3×10⁷ выделенных лимфоцитов дважды промывают центрифугированием при 500g в теплой (37°С) среде RPMI 1640 в течение 5 мин. 10⁷ миеломных клеток линии P3X63-Ag8.653 суспендируют в 20 мл среды RPMI 1640 и промывают, как указано выше для лимфоцитов. Нагревают пробирку с 50%-ным стерильным раствором полиэтиленгликоля (ПЭГ) молекулярной массы 1450 (Hybri-Max™, "Sigma-Aldrich", США) при 37°С в водяной бане. Осадки клеток ресуспендируют в 5 мл среде RPMI 1640 и сливают в одну пробирку, центрифугируют при 800g 5 мин. Супернатант удаляют и к осадку по каплям добавляют 0.5 мл ПЭГ при постоянном перемешивании клеток. Добавляют 10 мл среды RPMI 1640 и центрифугируют при 500g 5 мин. Супернатант удаляют, а к осадку добавляют 20 мл ростовой среды RPMI 1640, содержащей 20% эмбриональной телячьей сыворотки ("HyClone", США), 2 мМ L-глутамина, по 100 ед./мл пенициллина и стрептомицина и селективные агенты - 0.1 мМ гипоксантина, 0.4 мкМ аминоптерина и 0.016 мМ тимидина. Клетки рассевают в ячейки 96-луночных плоскодонных планшетов из расчета 0.2×10⁶ клеток на ячейку. Появление клонов оценивают с помощью инвертированного микроскопа Axiovert 200, используя фазово-контрастный объектив 10×.

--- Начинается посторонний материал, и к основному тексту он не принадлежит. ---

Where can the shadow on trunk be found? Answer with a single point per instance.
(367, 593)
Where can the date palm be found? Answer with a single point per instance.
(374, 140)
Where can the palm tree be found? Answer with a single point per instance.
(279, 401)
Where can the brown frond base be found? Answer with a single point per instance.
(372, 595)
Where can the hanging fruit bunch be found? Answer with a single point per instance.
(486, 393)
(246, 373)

Пример 6. Метод лимитирующих разведений.

В каждую из лунок 96-луночного плоскодонного планшета добавляют по 100 мкл ростовой селективной среды (см. Пример 5). Из ячейки с клоном, вырабатывающим антитела к SURF-6, отбирают 100 мкл суспензии, переносят в крайнюю верхнюю левую ячейку и пипетируют.Из ячейки отбирают 100 мкл суспензии и добавляют к ячейке, расположенной под ней. Повторяют операцию 6 раз, в результате чего все ячейки в первом левом ряду будут содержать клетки. Затем с помощью 8-канальной пипетки производят те же операции в направлении от крайнего ряда вдоль планшета вправо. Появление клонов анализируют с помощью инвертированного микроскопа Axiovert 200, используя фазово-контрастный объектив 10×. Через 7 суток отмечают плашки, в которых присутствует только один клон.

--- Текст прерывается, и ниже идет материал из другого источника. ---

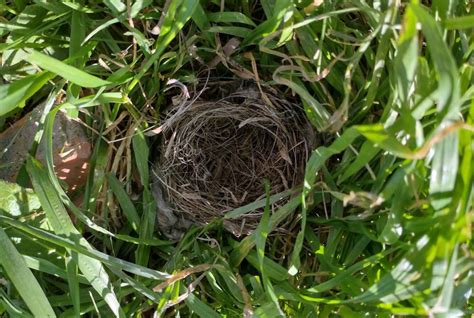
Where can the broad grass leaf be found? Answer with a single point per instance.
(64, 70)
(200, 308)
(22, 278)
(379, 136)
(16, 200)
(230, 17)
(15, 94)
(62, 225)
(124, 200)
(459, 23)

Мышиная гибридома S79 - продуцент моноклонального антитела, специфичного к белку ядрышек SURF-6 человека, для его выявления иммуноферментным методом, а также методами иммунофлуоресценции и иммуноблотирования в клетках человека разного линейного и тканевого происхождения, и полученная путем иммунизации мышей линии Balb/c SURF-6 человека, экспрессированным в Е. coli в виде рекомбинантного белка SURF-6-глутатион-S-трансфераза, и слиянием сенсибилизированных лимфоцитов с клетками мышиной миеломы линии P3X63-Ag8.653 с помощью 50%-ного раствора полиэтиленгликоля с молекулярной массой 1450.